City on the Line: Budget as a Reflection of Vision

Posted on April 29, 2019

Lindsay Jacques

ELGL recently hosted an #ELGLBookClub on “City on the Line.” As part of this effort, author Andrew Kleine gifted five copies of the book to ELGL members so they could read, participate, and share what they’re learning with the ELGL family. This third installment is by Lindsay Jacques with the City of Hillsboro, Oregon.

  • Read the first installment here.
  • Read the second installment here.

It seems fairly fitting to be blogging about how the City of Baltimore revolutionized their budgeting process into the 21st century on tax day. Hopefully you’ve successfully filed your taxes or for an extension, but if you’ve been too busy catching up on Game of Thrones and forgot, consider this your friendly reminder.

While reading through Andrew Kleine’s City on the Line, a book about how Baltimore used Outcome Budgeting to link strategy, budget, and data to get better results, I found myself asking more questions about how I operate within my organization for the community. This blog’s goal isn’t to summarize the book for you, but to hopefully generate enough interest so that you’ll feel inspired to rent it from your local library. So here are some of the questions-generating ideas that came to me as a result of reading this book:

How does your budget reflect your city’s vision?

Possibly the question that has stuck with me the most is the challenge that began the outcome budgeting process in Baltimore: Do you have control over your budget or does it have control over you? In Baltimore they found that the outdated public budgeting was controlling their services and what they could accomplish rather than the other way around. To get past this, Baltimore chose to focus on outcomes and funding deliverables rather than services. This seemingly small shift in thinking transformed how they thought about providing services and replaced assumptions with data-driven decisions.

Are increasing numbers of police officers really increasing safety?
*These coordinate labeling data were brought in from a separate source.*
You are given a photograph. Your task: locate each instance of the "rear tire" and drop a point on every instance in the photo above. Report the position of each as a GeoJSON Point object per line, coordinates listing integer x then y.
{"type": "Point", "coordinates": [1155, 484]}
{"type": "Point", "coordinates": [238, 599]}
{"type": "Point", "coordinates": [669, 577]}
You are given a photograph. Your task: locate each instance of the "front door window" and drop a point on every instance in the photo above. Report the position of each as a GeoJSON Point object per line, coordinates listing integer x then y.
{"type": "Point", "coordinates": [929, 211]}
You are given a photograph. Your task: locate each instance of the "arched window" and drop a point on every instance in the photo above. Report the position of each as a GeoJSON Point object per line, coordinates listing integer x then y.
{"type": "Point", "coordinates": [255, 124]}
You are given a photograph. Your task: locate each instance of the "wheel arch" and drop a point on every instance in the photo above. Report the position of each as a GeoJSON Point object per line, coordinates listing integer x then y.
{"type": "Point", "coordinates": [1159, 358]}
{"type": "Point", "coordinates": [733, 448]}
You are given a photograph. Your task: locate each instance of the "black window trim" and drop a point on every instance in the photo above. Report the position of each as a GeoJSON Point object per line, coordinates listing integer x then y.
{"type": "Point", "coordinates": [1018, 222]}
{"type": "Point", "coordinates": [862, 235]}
Is the after school program actually supplementing a child’s education?  Is the community outreach something that is actually resonating with the community? These questions and more had real impacts on Baltimore residents and how their government made a more fiscally responsible, healthier, and equitable place for them to call home. When I go to work on a project or have to choose between options, I now try to use some of the methods discussed in the book to connect those actions with outcomes for the community I serve.

Are you constantly learning?

One thing born out of the budgeting revolution in Baltimore was a city-wide “Good Governance Book Club” where members from across the organization got together to discuss professional books and how ideas could be implemented. While City on the Line is full of practical advice you can enact in your own organization, I loved this idea as one of the easiest to implement. All you need to do is decide on a book, invite some colleagues to read it with you, and schedule a conference room a month later to discuss.

Constantly introducing new ideas causes us to think about what we’re doing in our daily lives and how we can align them with the outcomes we want to achieve. If your organization doesn’t have a book club like this, consider starting one to better yourself, your organization, and ultimately your community.

Are the most important people an integral part of your budgeting process?

For how impactful and essential a municipality’s budget is for the community, we often utterly fail to properly engage the public in our budgeting process. Based on my experience, only a few citizens, if any, engage in the public budgeting process at all. More voices means more ideas, more credibility, and more trust.

Suggestions in the book center around how to more actively engage the community by shifting that engagement away from the classic format of citizens yelling for their allotted 3 minutes into a more collaborative, consensus building process. Most importantly, we need to be better about providing and building a process where residents feel comfortable sharing what is important to them that pulls them in before the decisions are already made.    

Are you focusing on the right people?

When trying to implement new ideas are you focusing on nurturing your network of champions? Those people who support change and want to move forward? If you invest, direct, and support those champions rather than those who are complacent or actively against you, you will find yourself to be more successful in the long run. There isn’t much you can do with someone who is unwilling to change, however, working with those who are inclined to try new things for the betterment of the community and teaching them how to promote your ideas is a much better use of your energy and time. Find and foster those friends first, and others will follow once they see your success.

These are only a few of the thought-provoking discussions had in the book. I recommend buying a copy, possibly to be your first “Good Governance” book club read!